Wen Tingyan frunció el ceño: «¿Qué estás diciendo?»
«¡Vamos! Brindemos», dijo Wen Tingyan, levantando su copa y chocándola con las de los demás. «¡Por nuestros buenos hermanos! Siempre serán mis buenos hermanos!» Jian Zhi sonrió y preguntó: «¿Qué pasa? ¿Acaso está mal que desee que Yucheng tenga un hijo pronto?»
«Wen Tingyan, aunque estoy enojado, lo soporto por ti», dijo Jian Zhi. «Pero…». Se quedó pensativa: por un lado, había una posibilidad del uno por ciento de recuperarse; por el otro, si se daba por vencida, esa posibilidad desaparecería completamente. «Si realmente quieres recuperarte, deberías intentarlo», le aconsejó el doctor Fu. «De hecho, según tus sesiones de acupuntura y rehabilitación, los resultados han sido buenos. La rehabilitación es un proceso largo: algunos tardan un año, otros dos, incluso tres o cinco años… Pero nadie se recupera en solo tres días.
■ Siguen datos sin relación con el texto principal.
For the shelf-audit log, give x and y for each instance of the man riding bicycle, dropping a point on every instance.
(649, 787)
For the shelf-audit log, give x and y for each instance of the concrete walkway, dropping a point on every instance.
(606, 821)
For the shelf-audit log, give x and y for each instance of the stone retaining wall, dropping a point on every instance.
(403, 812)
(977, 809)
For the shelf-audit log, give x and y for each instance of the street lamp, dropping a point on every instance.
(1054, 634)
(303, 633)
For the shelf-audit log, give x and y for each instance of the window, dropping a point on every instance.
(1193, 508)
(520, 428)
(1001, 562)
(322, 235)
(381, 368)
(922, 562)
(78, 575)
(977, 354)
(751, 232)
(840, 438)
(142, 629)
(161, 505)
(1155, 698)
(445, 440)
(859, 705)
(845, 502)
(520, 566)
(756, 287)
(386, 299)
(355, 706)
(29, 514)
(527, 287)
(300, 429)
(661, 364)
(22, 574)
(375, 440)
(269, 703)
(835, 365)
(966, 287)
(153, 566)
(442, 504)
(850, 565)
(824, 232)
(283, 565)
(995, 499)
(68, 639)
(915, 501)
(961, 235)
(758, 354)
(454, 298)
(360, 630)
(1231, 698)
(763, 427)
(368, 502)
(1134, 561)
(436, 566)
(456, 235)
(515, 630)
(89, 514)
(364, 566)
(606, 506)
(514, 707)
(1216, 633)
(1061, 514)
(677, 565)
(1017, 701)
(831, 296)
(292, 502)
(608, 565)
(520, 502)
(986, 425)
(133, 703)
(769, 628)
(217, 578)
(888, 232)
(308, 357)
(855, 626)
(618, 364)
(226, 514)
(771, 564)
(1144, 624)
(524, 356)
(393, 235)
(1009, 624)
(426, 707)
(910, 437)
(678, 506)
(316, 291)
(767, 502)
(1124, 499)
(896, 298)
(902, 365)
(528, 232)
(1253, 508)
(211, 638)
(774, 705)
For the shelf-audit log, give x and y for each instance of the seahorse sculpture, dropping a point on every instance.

No tengo cien por ciento de seguridad, pero si renuncias ahora, esa posibilidad desaparecerá completamente».
Wen Tingyan frunció el ceño aún más. «No seas así», dijo Jian Zhi con una sonrisa, tratando de consolarlo. «Sé que los hombres valoran mucho su orgullo… Pero si estás enfermo, debes recibir tratamiento, ¿verdad?» Finalmente, Jian Zhi decidió no continuar con las sesiones de rehabilitación. Mientras lo decía, hablaba en voz normal, y muchos presentes en el vestíbulo la escucharon. El doctor Fu suspiró y dijo: «Señora Jian, realmente me parece una lástima. Usted tiene todas las condiciones para recuperarse completamente. Incluso los resultados de sus primeros días de tratamiento fueron mejores que en algunos de nuestros casos exitosos… Si renuncia, como médico, no puedo soportarlo. Mire, tengo videos de sus sesiones de rehabilitación, y también puedo enviarle los métodos y teorías de la acupuntura. Si encuentra a un médico chino experto, podría pedirle que la ayude…».
«Wen Tingyan, aunque no estoy segura de poder recuperarme completamente, me alegra que el doctor Fu se preocupe tanto por mí», pensó Jian Zhi. Incluso si no tenía confianza en su capacidad para recuperarse, le agradecía su preocupación.